CAMAGÜEY.- Cuando escuché el ofrecimiento de una recompensa para identificar a los asesinos de un conocido antropólogo recientemente ultimado, me percaté con mayor convicción de lo huérfana que esta la justicia en Colombia.

Realmente me pareció estarme traspolando a la época del pasado oeste norteamericano cuando en postes y paredes aparecían los cárteles de “se busca” y debajo la cifra ofrecida por su captura como recompensa, a pesar de haber transcurrido casi dos siglos de aquel escenario.

Y desde luego, no es casual que se recurra a este método de establecer la identidad del o de los asesinos de alguien cuando en ese país reina la más absoluta impunidad a la hora de establecer los responsables de hechos de esa naturaleza, sobre todo cuando se trata de líderes sociales, y detenerlos y juzgarlos para que paguen por sus actos criminales.

Resulta que este período, después que en el 2016 fueron firmados en La Habana los acuerdos de paz entre el Gobierno colombiano y las FARC-EP, el cual debió caracterizarse por la implementación de dichos acuerdos, lo que ha hecho es recrudecer la violencia y levantar mayores obstáculos para que el pueblo alcance la paz que tanto ansía.

Como consecuencia de dicha violencia, son alrededor de 600 los líderes comunitarios asesinados en los últimos años, señalándose el 2018 como el más cruento de todos con unas 155 víctimas, mientras en ese tiempo fueron también mayores las dilaciones para cumplir con lo refrendado, sobre todo en lo que concierne a la Jurisdicción Especial de Paz (JEP) encargada de aclarar los hechos de sangre más notorios durante el conflicto entre el Gobierno y las FARC-EP.

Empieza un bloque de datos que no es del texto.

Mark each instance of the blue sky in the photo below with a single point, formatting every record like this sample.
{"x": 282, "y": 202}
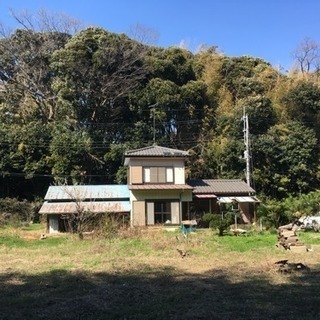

Es significativa  la persecución desatada contra los exguerrilleros que confiaron en la veracidad de las negociaciones y entregaron sus armas como prueba de su voluntad de dar por terminado el conflicto y reinsertarse en la vida civil,  sin embargo, 128 de esos combatientes han sido asesinados hasta estos momentos.

Con extraordinario cinismo el presidente Iván Duque ha declarado que los acuerdos fueron firmados por el Gobierno y no por el Estado colombiano por lo cual no se siente obligado con ellos, al punto de presentar al Congreso ocho enmiendas que los modifican sustancialmente, sobre todo en cuanto al establecimiento de las reservas para la capacitación y reincorporación de los guerrilleros y que no fueron aprobadas por la Cámara de Representantes pero las cuales deberán pasar ahora el Senado donde se cabildea para ser sancionadas.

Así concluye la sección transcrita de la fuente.